The banks have been ordered on April 9, 2020 to submit an amended chapter petition agreeing to waive any safety they maintain over his property in India within the occasion a chapter order is made, so as to adhere to UK insolvency legal guidelines. The banks are within the strategy of interesting that order.
However Philip Marshall QC, representing Mallya, informed the Insolvency and Firms Courtroom on Friday that beneath Indian legislation the banks wouldn’t be allowed to surrender their safety over Mallya’s Indian property, within the occasion a chapter order is made within the UK, as the cash he owes was public cash lent by nationalised banks.
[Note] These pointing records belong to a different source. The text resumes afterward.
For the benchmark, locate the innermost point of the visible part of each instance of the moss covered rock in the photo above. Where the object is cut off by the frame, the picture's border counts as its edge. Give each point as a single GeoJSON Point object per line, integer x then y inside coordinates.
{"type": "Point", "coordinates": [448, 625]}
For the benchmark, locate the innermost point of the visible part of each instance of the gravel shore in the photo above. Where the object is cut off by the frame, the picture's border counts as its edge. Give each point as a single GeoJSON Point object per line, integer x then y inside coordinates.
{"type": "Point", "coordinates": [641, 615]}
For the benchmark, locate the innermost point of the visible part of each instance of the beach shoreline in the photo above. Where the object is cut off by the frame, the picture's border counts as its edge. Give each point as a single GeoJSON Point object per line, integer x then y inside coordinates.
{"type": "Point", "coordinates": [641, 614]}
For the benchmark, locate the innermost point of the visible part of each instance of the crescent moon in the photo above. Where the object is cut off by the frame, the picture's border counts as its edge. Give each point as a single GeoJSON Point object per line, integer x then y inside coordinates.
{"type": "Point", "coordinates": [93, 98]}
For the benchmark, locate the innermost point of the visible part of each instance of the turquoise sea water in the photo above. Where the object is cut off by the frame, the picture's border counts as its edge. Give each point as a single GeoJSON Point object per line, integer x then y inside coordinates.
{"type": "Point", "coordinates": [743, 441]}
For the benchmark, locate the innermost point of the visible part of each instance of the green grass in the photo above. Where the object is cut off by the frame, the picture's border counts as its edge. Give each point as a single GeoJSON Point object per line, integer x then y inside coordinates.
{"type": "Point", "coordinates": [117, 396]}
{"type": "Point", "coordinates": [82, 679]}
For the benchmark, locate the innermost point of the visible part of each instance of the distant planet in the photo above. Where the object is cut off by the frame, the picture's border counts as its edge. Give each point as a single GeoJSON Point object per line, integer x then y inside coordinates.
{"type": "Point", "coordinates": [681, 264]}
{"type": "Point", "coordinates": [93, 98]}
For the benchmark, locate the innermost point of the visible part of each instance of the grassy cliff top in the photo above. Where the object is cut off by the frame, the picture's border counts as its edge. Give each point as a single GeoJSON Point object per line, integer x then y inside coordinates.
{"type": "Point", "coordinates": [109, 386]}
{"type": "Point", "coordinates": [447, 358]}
His argument was that any chapter order made on account of the amended petition can be thus “made on a false premise”.
He pointed to varied judgments in India regarding Mallya, together with the DRT and PLMA judgments, which discovered that the banks held safety over Mallya’s property above different secured collectors together with Diageo, in addition to above the Enforcement Directorate, owing to the very fact they lent public cash. “It’s not open to the Indian banks to say earlier than this court docket there is no such thing as a public curiosity in them holding safety once they have adopted the alternative place in Indian proceedings,” Marshall stated.
Marshall added that a lot of the Rs 11,000 crore was “curiosity to the precept debt” and Mallya was difficult that curiosity within the Indian courts. “If we take a look at that and contemplate the realisation of his property to satisfy the petition debt in addition to property of joint debtors then you definately don’t find yourself with an quantity adequate to keep up the chapter petition and so the query of safety could be very vital,” he stated.
He additionally identified that in India there is no such thing as a recognition of cross-border insolvency. “There isn’t a laws to allow recognition of an English chapter trustee in India so how can a trustee work successfully to get on the safety situated in India if it can’t be launched?”
Marcia Shekerdemian QC , representing the banks, stated: “There isn’t a normal rule of public coverage in India that forestalls a financial institution from giving up safety and that’s nowhere within the Indian statutes. How can a financial institution not take care of its safety because it needs?”
Chief ICC Decide Briggs reserved judgment.